3. Strong management teams that align technology, capital and human resources for successful execution: One of the most outstanding features of Twiga is the management team, which is competent, experienced, committed and has a strong vision and strategy. In addition to a very high-quality C-level across the board, the two founders, Peter Njonjo — a seasoned FMCG distribution professional, and Grant Brooke, a thinker and starter — are complementary in many ways. Twiga has shown an ability to win not only in the food market, but crucially also in the relevant capital and labor markets. The leadership team also serves as a role model to motivate African tech entrepreneurs for years to come.

TLcom believes that if Africa continues to generate companies of this caliber, more private capital will flow into the Continent and more entrepreneurs will be able to start and scale game-changing enterprises such as Twiga. The company is growing fast in terms of revenues and employees, has shown the ability to scale, and can look forward to continued major growth in Nairobi and many more African cities. The management team does not hesitate to raise and invest significant capital to execute on a successful business model that leverages technology to serve a massive underserved market.

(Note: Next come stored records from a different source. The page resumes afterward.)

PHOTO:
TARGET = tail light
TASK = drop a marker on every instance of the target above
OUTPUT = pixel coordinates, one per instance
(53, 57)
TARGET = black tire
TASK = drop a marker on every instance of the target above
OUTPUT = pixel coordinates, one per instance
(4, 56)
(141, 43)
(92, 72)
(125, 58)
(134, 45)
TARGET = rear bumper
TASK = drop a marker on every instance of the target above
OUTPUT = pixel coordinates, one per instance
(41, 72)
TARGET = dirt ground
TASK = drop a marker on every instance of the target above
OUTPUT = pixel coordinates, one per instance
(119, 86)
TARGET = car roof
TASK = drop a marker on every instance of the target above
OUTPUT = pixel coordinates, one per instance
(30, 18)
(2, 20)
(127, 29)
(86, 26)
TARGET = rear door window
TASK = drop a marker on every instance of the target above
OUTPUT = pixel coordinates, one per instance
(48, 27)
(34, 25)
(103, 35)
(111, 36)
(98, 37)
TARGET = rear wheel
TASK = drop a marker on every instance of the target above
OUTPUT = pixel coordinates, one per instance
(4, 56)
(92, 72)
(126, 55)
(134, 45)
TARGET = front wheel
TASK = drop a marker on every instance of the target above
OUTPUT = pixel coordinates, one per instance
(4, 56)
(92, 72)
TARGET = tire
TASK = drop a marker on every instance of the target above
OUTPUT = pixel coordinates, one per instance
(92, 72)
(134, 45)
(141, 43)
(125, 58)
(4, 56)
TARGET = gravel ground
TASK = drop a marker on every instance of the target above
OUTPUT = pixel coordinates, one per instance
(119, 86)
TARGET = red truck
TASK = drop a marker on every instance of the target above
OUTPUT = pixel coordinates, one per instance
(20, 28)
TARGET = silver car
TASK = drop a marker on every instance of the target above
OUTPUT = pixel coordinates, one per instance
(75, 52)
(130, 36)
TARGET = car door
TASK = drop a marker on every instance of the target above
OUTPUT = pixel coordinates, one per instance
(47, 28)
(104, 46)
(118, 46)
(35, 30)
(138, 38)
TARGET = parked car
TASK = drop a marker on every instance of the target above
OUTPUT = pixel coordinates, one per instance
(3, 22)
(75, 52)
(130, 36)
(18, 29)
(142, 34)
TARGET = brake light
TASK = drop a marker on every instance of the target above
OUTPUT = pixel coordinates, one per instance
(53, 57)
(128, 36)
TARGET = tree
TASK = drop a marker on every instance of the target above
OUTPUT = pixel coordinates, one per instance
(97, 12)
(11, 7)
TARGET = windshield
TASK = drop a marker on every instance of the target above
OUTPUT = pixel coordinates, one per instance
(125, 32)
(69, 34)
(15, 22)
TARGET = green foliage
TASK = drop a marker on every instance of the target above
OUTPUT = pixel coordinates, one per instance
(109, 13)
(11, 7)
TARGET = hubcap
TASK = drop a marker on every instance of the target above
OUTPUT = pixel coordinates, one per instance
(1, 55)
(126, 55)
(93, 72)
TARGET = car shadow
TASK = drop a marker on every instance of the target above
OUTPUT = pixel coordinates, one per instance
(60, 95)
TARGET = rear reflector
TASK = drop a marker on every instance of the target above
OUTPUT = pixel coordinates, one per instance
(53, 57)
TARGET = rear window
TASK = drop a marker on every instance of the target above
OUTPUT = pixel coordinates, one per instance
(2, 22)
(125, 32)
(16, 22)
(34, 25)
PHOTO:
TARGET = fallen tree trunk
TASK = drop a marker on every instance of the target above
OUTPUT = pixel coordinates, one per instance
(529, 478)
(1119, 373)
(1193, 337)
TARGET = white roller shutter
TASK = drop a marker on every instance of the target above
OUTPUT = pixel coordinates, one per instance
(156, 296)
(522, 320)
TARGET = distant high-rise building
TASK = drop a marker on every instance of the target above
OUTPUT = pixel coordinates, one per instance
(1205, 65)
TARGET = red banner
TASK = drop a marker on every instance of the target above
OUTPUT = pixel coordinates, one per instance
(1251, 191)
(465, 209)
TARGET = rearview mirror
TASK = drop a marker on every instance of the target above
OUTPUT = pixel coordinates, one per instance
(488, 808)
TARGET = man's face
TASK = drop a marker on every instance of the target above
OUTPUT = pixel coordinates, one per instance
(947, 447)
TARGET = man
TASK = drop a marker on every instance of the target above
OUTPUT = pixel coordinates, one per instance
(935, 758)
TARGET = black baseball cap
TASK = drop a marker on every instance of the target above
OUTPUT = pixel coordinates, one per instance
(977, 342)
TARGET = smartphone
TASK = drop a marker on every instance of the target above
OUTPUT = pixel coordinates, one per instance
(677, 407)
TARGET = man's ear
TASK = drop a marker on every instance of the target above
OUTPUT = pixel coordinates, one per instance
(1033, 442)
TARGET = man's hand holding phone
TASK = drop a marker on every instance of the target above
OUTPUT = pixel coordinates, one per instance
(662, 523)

Capital markets will consistently reward propositions of this kind. The growth of African VC depends on this type of focus: on the magnitude of the opportunity, on business models characterized by winning strategies, and on teams that can use technology to scale fast across the Continent.

Africa VC needs more companies like Twiga, as well as private capital and boards that encourage risk- taking and support management teams that embrace strong trajectories of major value generation.

Andreata Muforo

Partner at TLcom Capital. Passionate about supporting African entrepreneurs build and scale their ventures.